Lastly, to examine the differences in storage stability between CON and LRG during storage, we measured parameters including TBARS as an index of the degree of lipid oxidation, DPPH radical scavenging activity, and electrical resistance, which is known to be effective in freshness prediction [38]. For this analysis, it was only measured at day 1 and day 7, representing the initial and final day of whole storage for comparing changes in storage stability.
TBARS values were significantly higher on day 7 compared to day 1 in both the CON and LRG groups, with no significant difference between the two groups (Table 5).
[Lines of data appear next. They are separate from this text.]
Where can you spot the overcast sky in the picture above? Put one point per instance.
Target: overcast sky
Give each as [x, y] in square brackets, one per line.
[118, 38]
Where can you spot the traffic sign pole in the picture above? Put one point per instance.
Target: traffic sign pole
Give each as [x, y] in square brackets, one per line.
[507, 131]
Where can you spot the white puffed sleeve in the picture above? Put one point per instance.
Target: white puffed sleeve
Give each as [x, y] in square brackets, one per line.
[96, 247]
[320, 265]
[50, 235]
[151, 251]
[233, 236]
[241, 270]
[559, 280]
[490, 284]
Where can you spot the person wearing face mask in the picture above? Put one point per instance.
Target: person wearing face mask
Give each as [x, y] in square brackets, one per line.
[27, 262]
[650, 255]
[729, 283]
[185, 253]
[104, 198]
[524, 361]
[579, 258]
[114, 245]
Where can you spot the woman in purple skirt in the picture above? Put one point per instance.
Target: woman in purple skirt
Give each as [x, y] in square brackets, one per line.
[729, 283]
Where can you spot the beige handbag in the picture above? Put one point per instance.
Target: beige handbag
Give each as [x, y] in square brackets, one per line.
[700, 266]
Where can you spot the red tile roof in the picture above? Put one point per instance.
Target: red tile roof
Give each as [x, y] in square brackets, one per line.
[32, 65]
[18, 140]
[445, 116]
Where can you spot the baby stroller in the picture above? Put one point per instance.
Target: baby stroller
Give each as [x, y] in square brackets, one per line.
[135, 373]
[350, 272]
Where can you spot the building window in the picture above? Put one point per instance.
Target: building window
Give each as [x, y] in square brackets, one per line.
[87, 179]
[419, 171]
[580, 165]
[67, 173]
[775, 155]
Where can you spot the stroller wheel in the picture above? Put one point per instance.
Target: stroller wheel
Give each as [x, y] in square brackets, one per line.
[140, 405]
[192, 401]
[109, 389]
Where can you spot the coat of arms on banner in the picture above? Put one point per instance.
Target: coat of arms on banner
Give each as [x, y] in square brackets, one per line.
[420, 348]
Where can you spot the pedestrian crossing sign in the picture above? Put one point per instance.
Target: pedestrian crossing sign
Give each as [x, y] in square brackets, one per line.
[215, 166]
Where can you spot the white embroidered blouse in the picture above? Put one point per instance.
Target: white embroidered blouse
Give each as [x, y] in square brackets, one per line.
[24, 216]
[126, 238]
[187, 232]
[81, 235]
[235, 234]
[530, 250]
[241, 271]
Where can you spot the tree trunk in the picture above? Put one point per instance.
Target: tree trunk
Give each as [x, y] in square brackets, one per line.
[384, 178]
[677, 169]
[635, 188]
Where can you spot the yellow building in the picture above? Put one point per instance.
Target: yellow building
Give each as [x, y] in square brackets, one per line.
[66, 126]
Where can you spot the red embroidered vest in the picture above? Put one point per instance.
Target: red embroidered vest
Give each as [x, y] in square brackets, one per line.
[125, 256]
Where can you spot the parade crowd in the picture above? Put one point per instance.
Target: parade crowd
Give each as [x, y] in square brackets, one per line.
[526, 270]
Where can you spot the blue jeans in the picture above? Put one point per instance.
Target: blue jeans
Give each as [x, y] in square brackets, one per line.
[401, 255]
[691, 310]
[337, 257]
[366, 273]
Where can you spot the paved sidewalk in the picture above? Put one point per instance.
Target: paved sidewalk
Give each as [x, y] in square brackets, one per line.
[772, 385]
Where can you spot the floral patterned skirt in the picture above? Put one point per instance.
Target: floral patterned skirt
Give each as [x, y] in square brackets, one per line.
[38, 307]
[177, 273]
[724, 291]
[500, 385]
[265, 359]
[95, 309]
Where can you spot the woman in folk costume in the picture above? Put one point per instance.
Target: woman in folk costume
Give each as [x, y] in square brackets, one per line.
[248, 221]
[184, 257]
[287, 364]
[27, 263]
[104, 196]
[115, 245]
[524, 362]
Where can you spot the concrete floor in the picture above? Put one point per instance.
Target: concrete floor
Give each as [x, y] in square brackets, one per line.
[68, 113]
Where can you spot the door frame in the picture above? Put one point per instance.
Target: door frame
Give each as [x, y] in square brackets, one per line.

On the other hand, DPPH radical scavenging activity showed no significant differences between days 1 and 7 within each group, and similarly, no significant difference observed between the two groups. These findings suggest that a 24 h lairage did not significantly influence on the oxidation of meat.
According to Zhang et al., the tissue structure or cellular morphology of meat during storage can impact electrical parameters, and therefore electrical resistance holds potential predicting meat freshness like total volatile basic nitrogen (TVB-N) value [38]. In CON group, the electrical resistance decreased significantly from day 1 to 7 (Table 5). Similarly, in LRG, there was a significant decrease in electrical resistance from day 1 to day 7, with no significant difference between the two groups. Therefore, considering the results of TBARS, DPPH, and electrical resistance, it appears that overnight lairage did not show a significant effect on storage stability of pork.
Previous studies have suggested that overnight lairage may lead to more frequent instances of fighting among pigs and increased occurrence of skin blemishes [39]. Additionally, it was proposed that the optimal lairage time for pigs could be between 1 and 3 h [40]. Although significant differences were not observed in most quality indicators between CON and LRG groups in the present study, the results could contribute to the establishment of more strategic conditions for animal welfare in pig production. In addition, it may be advisable to consider exploring the effect of a variety of lairage periods from short to long periods in future studies.